From: Jindal Journal of Business Research
The history of mankind has witnessed various epidemics that
have caused widespread destruction and suffering. In the last century, several
influenza pandemics and pandemic threats occurred, including the notable
outbreaks in 1918, 1957, and 1968. Other outbreaks, such as the swine flu,
Russian flu, and avian flu, were contained through measures like quarantine and
limits on travel. The severe acute respiratory syndrome (SARS) virus spread
across Southeast Asia and Canada in 2002 but was not declared a pandemic.
However, on March 11, 2020, the World Health Organization (WHO) officially
declared the COVID-19 outbreak a global pandemic due to its rapid spread and
devastating impact on lives and economies worldwide.
The COVID-19 outbreak has had a profound effect on the
Indian stock market, leading to economic disruptions, job losses, and a decline
in GDP growth. This article employs the econometric method EGARCH to analyze
the impact of COVID-19 on the returns and volatility of the NIFTY 50 and other
sectoral stock indices in India. The study also aims to assess the leverage
effect of stock indices during the lockdown periods imposed as a response to
the pandemic.
The literature review examines previous studies on the
economic effects of infectious disease epidemics, with a focus on SARS and
other outbreaks. Researchers have found that epidemics can have severe negative
impacts on consumer demand, tourism, air travel-related services, and stock
markets. The literature review highlights the need for studies specifically
focusing on the Indian stock market and COVID-19.

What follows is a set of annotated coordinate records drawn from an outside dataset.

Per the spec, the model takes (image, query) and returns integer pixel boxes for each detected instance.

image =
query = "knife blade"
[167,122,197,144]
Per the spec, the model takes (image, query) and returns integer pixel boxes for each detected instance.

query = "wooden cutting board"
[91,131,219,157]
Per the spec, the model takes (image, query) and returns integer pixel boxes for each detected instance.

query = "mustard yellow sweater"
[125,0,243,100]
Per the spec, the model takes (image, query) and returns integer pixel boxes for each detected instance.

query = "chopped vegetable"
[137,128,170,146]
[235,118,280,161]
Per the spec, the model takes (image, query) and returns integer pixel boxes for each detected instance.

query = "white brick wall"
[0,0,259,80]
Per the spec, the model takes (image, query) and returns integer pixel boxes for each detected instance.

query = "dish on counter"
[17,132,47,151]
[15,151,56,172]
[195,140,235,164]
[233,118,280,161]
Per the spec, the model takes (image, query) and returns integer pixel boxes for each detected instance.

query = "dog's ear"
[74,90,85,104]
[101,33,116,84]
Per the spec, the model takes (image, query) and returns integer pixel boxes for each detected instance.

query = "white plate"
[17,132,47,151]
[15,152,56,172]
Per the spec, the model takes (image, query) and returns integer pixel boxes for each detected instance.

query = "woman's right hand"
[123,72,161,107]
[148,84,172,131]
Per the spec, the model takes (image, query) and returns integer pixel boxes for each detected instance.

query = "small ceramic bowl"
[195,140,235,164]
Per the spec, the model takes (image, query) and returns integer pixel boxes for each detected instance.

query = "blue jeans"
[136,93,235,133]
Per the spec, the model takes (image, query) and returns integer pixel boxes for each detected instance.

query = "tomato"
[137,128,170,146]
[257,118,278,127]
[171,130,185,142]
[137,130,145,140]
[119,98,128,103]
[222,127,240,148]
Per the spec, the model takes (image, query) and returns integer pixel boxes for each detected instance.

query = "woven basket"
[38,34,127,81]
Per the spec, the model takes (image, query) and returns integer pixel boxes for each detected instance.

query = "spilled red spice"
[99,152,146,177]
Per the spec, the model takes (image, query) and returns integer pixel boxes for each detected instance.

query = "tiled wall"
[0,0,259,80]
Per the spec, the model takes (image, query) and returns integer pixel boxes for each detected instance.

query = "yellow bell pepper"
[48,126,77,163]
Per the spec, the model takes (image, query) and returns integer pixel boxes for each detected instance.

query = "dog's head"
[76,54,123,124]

The findings of this study will contribute to filling the
existing gap in the literature regarding the impact of COVID-19 on the Indian
stock market. By analyzing the returns, volatility, and leverage effect of
stock indices during the pandemic, the study will provide valuable insights
into how the stock market has reacted to this unprecedented crisis. The article
concludes with the outline of the subsequent sections, which include a
discussion of the related theoretical and empirical literature, data and
methodology, empirical evidence, and a conclusion.
Overall, this study aims to provide a comprehensive analysis
of the impact of COVID-19 on the Indian stock market, shedding light on the
response of investors and the market's performance during the pandemic. The
findings will be valuable for policymakers, investors, and market participants
seeking to understand the implications of such global health crises on
financial markets and develop strategies to mitigate future risks.